According to Rachel Felber, camp director of the Mandel Jewish Community Center’s Camp Wise in Claridon Township; David Faulstich, director of Red Oak Camp in Kirtland; and Nicole Gerami, owner and founder of Friendship in Teams in Beachwood, the summer camp experience is unique.
“You’re immersed in a new environment, it’s not like going to school or anything you typically do,” Felber said. “It creates all these new opportunities to develop skills that aren’t always talked about, like social skills and learning how to live with others and resolve conflict without parents."
Another reason why camp can impact campers is the programming, Faulstich noted.
“When you’re at camp for the session, you have the totality of the experience, your group and culture,” he said. “Also, camp is not just one thing. There are a lot of targeted programs and a whole spectrum of activities that campers are exposed to. It’s about the total experience, which is why you see the results that you get.”
Gerami said camp experiences enrich the whole child. Specifically, her FIT camp caters to children with difficulties in social skills development.
“Camp is a time for kids to have fun and to do something new as opposed to their school days that they’ve had all year,” Gerami said. “It’s time to make friends and grow, but it is also very enriching. For example, FIT offers a very specific kind of enrichment, which is social skills development.

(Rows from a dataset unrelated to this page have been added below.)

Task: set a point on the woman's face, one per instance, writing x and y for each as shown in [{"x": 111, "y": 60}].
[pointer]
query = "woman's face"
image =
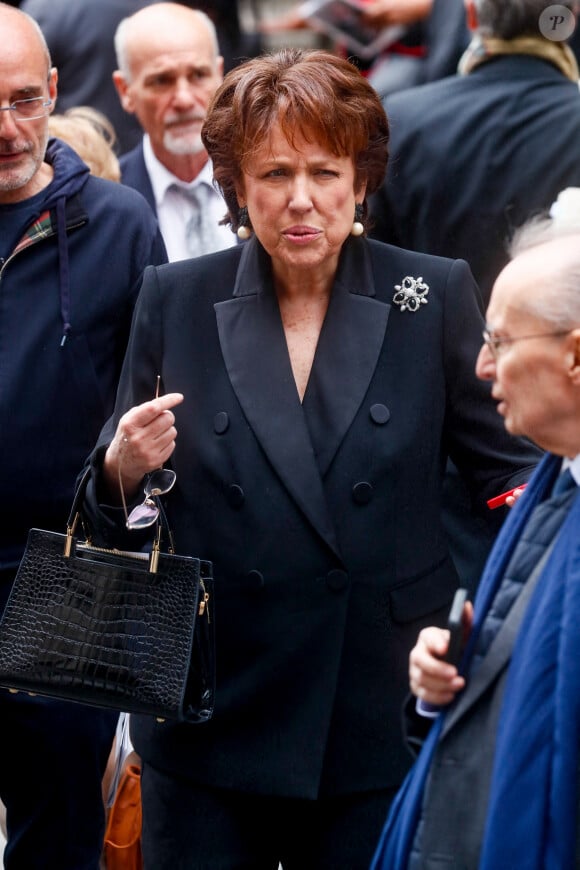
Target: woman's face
[{"x": 301, "y": 203}]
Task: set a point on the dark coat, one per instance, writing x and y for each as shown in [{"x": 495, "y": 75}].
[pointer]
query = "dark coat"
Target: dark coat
[
  {"x": 322, "y": 518},
  {"x": 472, "y": 157},
  {"x": 67, "y": 293},
  {"x": 134, "y": 174},
  {"x": 530, "y": 760}
]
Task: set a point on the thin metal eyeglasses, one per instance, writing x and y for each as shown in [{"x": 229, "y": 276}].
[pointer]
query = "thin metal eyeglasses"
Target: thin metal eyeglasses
[
  {"x": 159, "y": 482},
  {"x": 28, "y": 110},
  {"x": 495, "y": 342}
]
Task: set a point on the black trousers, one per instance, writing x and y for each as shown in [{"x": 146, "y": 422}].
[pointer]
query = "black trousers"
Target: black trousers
[{"x": 188, "y": 826}]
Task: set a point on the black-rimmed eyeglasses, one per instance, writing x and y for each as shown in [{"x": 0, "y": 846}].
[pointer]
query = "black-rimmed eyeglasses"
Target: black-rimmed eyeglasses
[
  {"x": 496, "y": 342},
  {"x": 28, "y": 110}
]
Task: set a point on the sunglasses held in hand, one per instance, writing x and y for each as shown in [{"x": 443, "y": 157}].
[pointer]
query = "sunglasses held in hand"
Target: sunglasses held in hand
[{"x": 158, "y": 483}]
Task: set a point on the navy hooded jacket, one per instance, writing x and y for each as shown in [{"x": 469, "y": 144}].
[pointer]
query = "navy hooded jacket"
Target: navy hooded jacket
[{"x": 67, "y": 291}]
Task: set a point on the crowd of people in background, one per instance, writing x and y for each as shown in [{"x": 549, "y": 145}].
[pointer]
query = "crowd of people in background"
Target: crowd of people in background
[{"x": 341, "y": 268}]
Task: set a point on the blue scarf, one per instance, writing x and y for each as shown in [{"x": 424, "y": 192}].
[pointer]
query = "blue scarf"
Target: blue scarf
[{"x": 531, "y": 821}]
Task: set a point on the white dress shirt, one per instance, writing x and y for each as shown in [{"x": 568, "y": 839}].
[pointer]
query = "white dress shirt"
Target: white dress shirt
[{"x": 174, "y": 211}]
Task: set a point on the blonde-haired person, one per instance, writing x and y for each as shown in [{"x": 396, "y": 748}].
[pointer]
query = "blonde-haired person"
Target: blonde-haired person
[{"x": 92, "y": 136}]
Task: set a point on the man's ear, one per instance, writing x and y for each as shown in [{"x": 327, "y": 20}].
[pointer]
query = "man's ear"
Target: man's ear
[
  {"x": 471, "y": 14},
  {"x": 122, "y": 87},
  {"x": 573, "y": 358},
  {"x": 52, "y": 86}
]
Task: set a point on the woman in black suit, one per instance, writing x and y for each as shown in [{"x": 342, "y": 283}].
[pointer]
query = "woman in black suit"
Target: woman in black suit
[{"x": 315, "y": 382}]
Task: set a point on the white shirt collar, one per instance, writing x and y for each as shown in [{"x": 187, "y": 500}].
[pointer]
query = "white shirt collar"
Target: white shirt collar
[
  {"x": 161, "y": 178},
  {"x": 574, "y": 466}
]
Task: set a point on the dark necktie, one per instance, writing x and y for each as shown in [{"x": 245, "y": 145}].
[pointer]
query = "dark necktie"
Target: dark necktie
[{"x": 201, "y": 236}]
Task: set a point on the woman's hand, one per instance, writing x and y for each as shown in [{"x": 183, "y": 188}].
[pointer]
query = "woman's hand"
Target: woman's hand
[
  {"x": 144, "y": 441},
  {"x": 430, "y": 678}
]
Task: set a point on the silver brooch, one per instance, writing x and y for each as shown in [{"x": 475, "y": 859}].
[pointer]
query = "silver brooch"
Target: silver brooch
[{"x": 411, "y": 293}]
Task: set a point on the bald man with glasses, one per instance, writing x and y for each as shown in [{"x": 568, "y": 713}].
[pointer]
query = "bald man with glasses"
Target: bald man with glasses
[
  {"x": 496, "y": 783},
  {"x": 73, "y": 248}
]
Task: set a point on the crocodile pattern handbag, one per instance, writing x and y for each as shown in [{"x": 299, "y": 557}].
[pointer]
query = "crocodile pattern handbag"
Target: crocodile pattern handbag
[{"x": 129, "y": 631}]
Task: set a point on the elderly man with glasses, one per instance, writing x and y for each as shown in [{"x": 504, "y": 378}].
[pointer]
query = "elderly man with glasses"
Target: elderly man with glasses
[
  {"x": 496, "y": 783},
  {"x": 73, "y": 248}
]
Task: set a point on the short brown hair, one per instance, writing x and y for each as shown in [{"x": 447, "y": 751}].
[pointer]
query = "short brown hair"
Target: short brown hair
[{"x": 313, "y": 93}]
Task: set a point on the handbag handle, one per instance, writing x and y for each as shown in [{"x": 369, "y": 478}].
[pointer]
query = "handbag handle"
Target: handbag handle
[{"x": 161, "y": 524}]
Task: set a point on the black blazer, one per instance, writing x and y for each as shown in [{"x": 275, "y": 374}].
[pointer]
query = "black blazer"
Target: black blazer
[
  {"x": 472, "y": 157},
  {"x": 322, "y": 518}
]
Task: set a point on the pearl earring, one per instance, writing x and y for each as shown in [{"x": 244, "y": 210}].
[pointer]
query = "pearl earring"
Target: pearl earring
[
  {"x": 244, "y": 230},
  {"x": 358, "y": 226}
]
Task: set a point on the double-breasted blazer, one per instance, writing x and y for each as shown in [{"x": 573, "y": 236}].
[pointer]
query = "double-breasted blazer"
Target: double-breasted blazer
[{"x": 322, "y": 518}]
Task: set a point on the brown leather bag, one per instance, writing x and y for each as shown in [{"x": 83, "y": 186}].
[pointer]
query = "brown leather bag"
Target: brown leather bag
[{"x": 122, "y": 849}]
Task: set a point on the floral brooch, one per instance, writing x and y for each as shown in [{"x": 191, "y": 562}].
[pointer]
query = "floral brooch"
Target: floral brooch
[{"x": 410, "y": 293}]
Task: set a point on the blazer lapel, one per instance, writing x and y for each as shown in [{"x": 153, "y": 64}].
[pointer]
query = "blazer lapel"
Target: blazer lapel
[
  {"x": 256, "y": 357},
  {"x": 346, "y": 357}
]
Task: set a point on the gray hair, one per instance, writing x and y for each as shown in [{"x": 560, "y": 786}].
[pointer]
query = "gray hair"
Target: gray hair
[
  {"x": 561, "y": 306},
  {"x": 508, "y": 19},
  {"x": 124, "y": 27}
]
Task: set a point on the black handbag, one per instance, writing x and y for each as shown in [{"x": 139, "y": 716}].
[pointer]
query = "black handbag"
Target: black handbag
[{"x": 129, "y": 631}]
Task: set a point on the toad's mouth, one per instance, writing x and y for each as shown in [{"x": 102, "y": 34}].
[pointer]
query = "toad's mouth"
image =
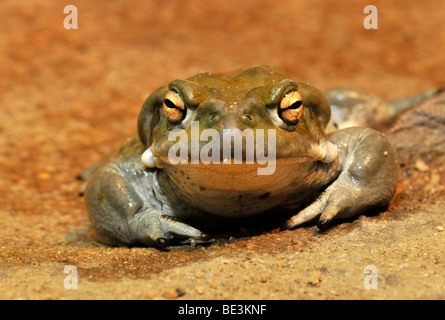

We provide a structured but very high energy, fun day to learn how to interact with each other and build friendships.”
The professionals said the impact can be seen when children return to camp every summer, resulting in a repeated experience.
“It gives them a sense of a place of belonging,” Faulstich said. “You make new friends and then you still maintain those friendships. I’m very close to many people I went to camp with growing up. It’s all about a common, shared experience, which fosters that sense of community.”
Even for older campers who are looking for jobs and applying to university, a regular camp experience can have an impact on their applications.
“In the eyes of someone who is sitting there reading admissions for universities, to see someone start going to camp when they were 8 until 18, that shows dedication and commitment and the aptitude to be part of a community,” Felber explained. “That is what employers and universities are looking for. Are they going to come and be invested in the community? In terms of that commitment, it makes a difference.”
The various lessons at camp can directly impact a camper’s personal growth, Gerami said.
“One of our guiding philosophies is children learn best in the context of play and fun interactions. If they are taught these skills in interactions where they are needed, they are more likely to use them in daily life,” she stated. “Then, the children are used to doing it. It’s a learn and do concept. When they go back into their communities, it’s a skill they’ve already practiced.”
Even though camp has tangible benefits, some families decide to not send their child. The professionals said it is an option parent should seriously consider though.
“We always ask the question in a couple of different ways,” Felber said. “But it’s down to what you want your kid to come home having accomplished. We want them to be able to look back at the end of the summer and see who they have become because of the experience. Camp has a high value in doing that and creating space for kids to accomplish those goals.”
Faulstich said, “Camp serves the whole child, and it is an opportunity for young people to mature in a meaningful way. I think it is such an important step for parents to make. Allow children to walk on their own and do their own thing. The outcomes are really hard to quantify but they’re real and valuable.”